Kas i didn't get your im.There is nothing more frustrating than writing a long im and then your computer crashes..I have nearly lost the plot as this has happened to meon numerous occassions.... Thankyou for writing to me with your closest thoughts...
I hope all the Nicki and Jess are ok?...
My friend has just moved across the road from me and then announces by text that she is pregnant. I thought oh know i do not need this on my doorstep. Its sort of invades your space because you get enough of it at family and friends gatherings without seeing your friend come out the door everyday. I have decided to not let it bother me and to be honest i have found away to cope and that is to 'go out the back door instead' ha ha.What i am trying to say is i am going to protect myself as best as possible and deal with it in my own way. If she doesn't like it (as she knows), then we were never that close in the first place...and i suppose that is life... 
I am ok, but i thought i would share my latest bit of 'slap you in the face', when you are trying to be strong talk...i hope you do not mind me saying this...
love astridxxxx


----------



## Mrs Nikki

Aw Astrid, right I'm here to try to       your pain away.

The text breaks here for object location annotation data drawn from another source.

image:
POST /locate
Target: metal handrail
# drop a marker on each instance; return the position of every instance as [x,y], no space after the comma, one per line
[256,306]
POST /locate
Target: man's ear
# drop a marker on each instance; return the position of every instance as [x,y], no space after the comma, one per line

Back doors can be good can't they but hopefully your friend will have enough sense and heart to try not to rub your nose in it - I say that but having 2 pregnant friends around me at the mo I've done good to kind of use the back door too and avoid them.

Here Astrid, have a   with my  and know that we are all here for you


----------



## jess p

Sorry to hear about your friend, Astrid.  It's so hard to feel chuffed for them - oh all right, it's IMPOSSIBLE to feel chuffed for them!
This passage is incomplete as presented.